It's hard to describe a July mood, but maybe I could try. I'm writing this sitting directly opposite an AC cranked up as high as it'll go, hair piled high, drinking a single shot of espresso poured over half a pint of ice. The thing is, July is a sweltering month. But under the relentless heat and suffocating humidity, the fuss and forced cheer of colder days withers away, and only the holiest things in life remain. Dirty feet. Scraped knees. Sweaty hair. Feet pounding a pavement. Tomatoes on toast, strawberries on cream, fish on olives. The days stretch out before me, dizzyingly long and bright and there's all the time in the world to do everything, see everyone, go to the market, to the park, and walk home slowly hours (hours) later in the setting sun. I feel melodramatically, obnoxiously, ridiculously immortal but somehow, time is running out, and there aren't enough days in the world to do it all, feel it all. It's cancer season, the season of joy, depression, of meanness, a momentary awareness.

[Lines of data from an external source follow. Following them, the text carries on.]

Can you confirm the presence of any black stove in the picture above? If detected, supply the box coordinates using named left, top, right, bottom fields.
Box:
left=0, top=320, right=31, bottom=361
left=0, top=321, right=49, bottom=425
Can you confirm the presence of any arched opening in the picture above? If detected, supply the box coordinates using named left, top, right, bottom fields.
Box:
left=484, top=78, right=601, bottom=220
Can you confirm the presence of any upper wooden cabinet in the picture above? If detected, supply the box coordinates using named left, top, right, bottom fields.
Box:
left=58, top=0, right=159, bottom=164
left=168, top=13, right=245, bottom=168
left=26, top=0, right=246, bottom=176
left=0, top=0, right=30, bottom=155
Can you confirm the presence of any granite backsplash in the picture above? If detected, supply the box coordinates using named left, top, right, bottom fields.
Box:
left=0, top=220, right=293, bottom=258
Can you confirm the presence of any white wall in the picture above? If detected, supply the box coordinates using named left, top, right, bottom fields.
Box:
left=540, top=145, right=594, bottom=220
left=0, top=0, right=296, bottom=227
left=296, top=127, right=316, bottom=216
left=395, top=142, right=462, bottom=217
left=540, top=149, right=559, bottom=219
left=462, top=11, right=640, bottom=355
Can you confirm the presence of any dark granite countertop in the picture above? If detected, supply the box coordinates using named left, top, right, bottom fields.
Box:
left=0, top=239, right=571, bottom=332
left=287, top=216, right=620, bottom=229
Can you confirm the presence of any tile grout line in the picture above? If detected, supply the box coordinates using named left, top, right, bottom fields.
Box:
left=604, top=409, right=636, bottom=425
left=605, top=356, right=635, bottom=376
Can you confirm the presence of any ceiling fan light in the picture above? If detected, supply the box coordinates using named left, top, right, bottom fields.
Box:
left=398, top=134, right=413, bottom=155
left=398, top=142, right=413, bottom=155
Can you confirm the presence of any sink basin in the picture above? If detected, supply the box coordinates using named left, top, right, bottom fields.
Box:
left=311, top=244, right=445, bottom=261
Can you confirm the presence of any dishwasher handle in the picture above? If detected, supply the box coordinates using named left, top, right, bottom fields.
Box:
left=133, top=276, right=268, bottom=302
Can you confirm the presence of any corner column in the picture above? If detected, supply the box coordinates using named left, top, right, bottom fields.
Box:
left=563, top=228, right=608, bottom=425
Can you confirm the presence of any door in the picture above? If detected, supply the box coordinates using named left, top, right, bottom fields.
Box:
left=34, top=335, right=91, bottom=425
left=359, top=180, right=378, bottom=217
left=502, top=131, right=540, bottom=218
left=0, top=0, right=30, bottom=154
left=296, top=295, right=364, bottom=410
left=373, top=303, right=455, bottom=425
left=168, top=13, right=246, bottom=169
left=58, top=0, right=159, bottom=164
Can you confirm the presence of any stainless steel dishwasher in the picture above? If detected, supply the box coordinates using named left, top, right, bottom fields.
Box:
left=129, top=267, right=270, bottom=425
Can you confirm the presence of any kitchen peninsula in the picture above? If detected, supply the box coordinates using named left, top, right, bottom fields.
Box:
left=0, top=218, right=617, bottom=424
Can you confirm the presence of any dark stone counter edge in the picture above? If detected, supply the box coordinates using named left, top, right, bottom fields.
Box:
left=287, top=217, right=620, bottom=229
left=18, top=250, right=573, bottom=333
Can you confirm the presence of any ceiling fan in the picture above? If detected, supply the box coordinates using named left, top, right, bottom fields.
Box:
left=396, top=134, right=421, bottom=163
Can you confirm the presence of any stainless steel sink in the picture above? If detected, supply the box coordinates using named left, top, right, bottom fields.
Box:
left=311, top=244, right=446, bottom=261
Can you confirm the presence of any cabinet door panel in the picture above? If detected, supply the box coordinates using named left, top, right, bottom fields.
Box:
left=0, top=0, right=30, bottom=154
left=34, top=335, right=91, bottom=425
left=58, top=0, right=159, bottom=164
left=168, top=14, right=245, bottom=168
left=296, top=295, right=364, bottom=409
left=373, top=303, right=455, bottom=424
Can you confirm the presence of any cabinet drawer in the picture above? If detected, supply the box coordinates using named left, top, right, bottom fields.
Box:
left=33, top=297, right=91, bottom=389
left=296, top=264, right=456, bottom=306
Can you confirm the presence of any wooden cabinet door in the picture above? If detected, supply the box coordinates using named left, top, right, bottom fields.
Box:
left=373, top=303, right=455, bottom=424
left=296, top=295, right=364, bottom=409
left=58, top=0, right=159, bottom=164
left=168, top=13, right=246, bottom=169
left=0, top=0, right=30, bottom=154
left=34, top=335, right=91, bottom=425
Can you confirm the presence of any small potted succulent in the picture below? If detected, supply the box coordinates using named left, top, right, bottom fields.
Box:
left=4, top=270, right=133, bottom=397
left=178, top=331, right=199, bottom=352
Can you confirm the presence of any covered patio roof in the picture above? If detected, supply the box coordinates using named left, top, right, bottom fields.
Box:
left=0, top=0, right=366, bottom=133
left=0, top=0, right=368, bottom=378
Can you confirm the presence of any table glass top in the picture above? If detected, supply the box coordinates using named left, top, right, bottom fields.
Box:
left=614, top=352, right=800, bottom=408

I'm still not very good at treating my twenties carelessly. The decisions I make with my life haunt me, because now more than ever, they are utterly and wholly mine. And I can't help but uselessly wonder, years from now, what I'll think of the life I ended up with: the life I'm piecing together today with apprehension and hope and naivete. This time last year, I refused to entertain the thought of getting older. I was frozen at twenty-three and saw no reason to jump ahead two years into my "late twenties". But with age comes a kind of weariness that is good for minds prone to pointless ennui. Maybe not a weariness, but a relief in the insignificance our existences and inevitability of complacence. And now, after twilit evenings spent bent over shared dessert plates, and impromptu weekend breakfasts with friends, and nights that I don't remember much of anymore but I can tell you I laughed, laughed quite a lot actually, this year I am looking forward to waking up on my birthday, and in the early morning light, watching life continue to do what it has always done. Simply go on.
It's hard to describe a July mood because everything is just so much. The pangs and delights of life reverberate with equal force through us, and we exist right in the middle of our contradictions. We're blissful one second, and flooded with sadness and bewilderment the next. Humid days end in torrential rain, but the storm dies just as quickly as it springs, and by midnight, the windows are flung open to let the warm breeze that follows fill my home. I spend my evenings catching old movies at the theatre, revisiting memories from high school I thought I'd long forgotten. I don't like nostalgia actually, but there's something about succumbing to it with fondness, maybe a little ruefulness on a summer night. There's thai iced tea ice cream, but there's also the hair escaping the bun you just put it in, mosquito bites on your ankles, and sunscreen that makes your eyes sting. There's salads, and I do love salads, but sometimes they have fruit in them. The flavours simply don’t make sense. Why combine a blueberry — sweet and acidic—and kale—hearty and grassy—when you could indulge in them separately? But the bite of life can feel a little that— disjointed, jarring, unpleasant. And in July, I stick around for the aftertaste.
I know. I know that the concept of a life having lows and highs isn't unique to July. Maybe to you, July is simply to be tolerated. But to me, July is when the mundane becomes magical, and the joys of life are distilled down to their purest form—an open road, a nice cloud, sandy shoes, stolen glances, fingers stained with cherry juice—and the sorrows of life melt away, trickling down my fingers before I can swallow them and feel their weight my belly. Summer solstice has come and gone, and the days are already getting shorter, and I'm already getting older. We never seem to have enough time together, but I hardly feel frantic about it, because I am too busy chasing a sunset that's just out of reach. I am free, levitating on hot air, and every moment of sadness, of dreaming and cursing is only an electrifying reminder that I am alive.